Guarding the Garden of Your Marriage

Because weeds don’t wait for permission

Posted by Jeff Thomas III on August 18, 2025 · 2 mins read

If you’ve ever let a garden go untended, even for a few weeks, you know what happens. The weeds don’t ask for permission. They just show up. Grow fast. And take over.

Marriage is no different.
God plants something beautiful between a husband and wife. But it doesn’t flourish by accident. It takes watering, pruning, sun—and yes, weeding.

What are the weeds? They’re the assumptions we don’t clarify. The offenses we let fester. The thoughts we entertain that whisper, “Maybe we’re just too different…”

Scripture warns us to take “every thought captive” (2 Corinthians 10:5). Why? Because thoughts become beliefs. And unchecked beliefs become barriers.

It’s not always the big, obvious sins that destroy a marriage. More often, it’s the subtle things we let slide:

  • That silent resentment.
  • That internal comparison.
  • That sarcastic tone we stop correcting.

These are the weeds. And they don’t disappear on their own. We must pull them, daily, intentionally, prayerfully.

But some weeds don’t start inside the garden, they’re blown in from outside. Words from well-meaning friends who say, “You’re doing too much,” or “Maybe you’ve outgrown each other.” Cultural voices that normalize growing apart or advise, “You deserve better.” Even subtle criticisms of your spouse from people who don’t carry the weight of your covenant. My old pastor called them irritants, small things that disrupt unity, loyalty, or love. If you don’t guard the gates of your garden, these seeds take root before you realize they’ve landed.

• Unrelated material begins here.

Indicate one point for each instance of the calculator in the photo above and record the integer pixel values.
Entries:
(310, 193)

And we must do it together. A garden isn’t maintained by one hand alone. It’s a shared work. What’s growing in the garden of your marriage? When was the last time you gently asked, “Is there anything growing between us that needs to be pulled up?”

Don’t be afraid to go there. Don’t wait until it’s overgrown. Pull the weeds. Guard the garden. And watch what God grows in its place.

…just a thought.

What’s one “weed” you’ve identified in your thought life or relationship that needs to be pulled this week?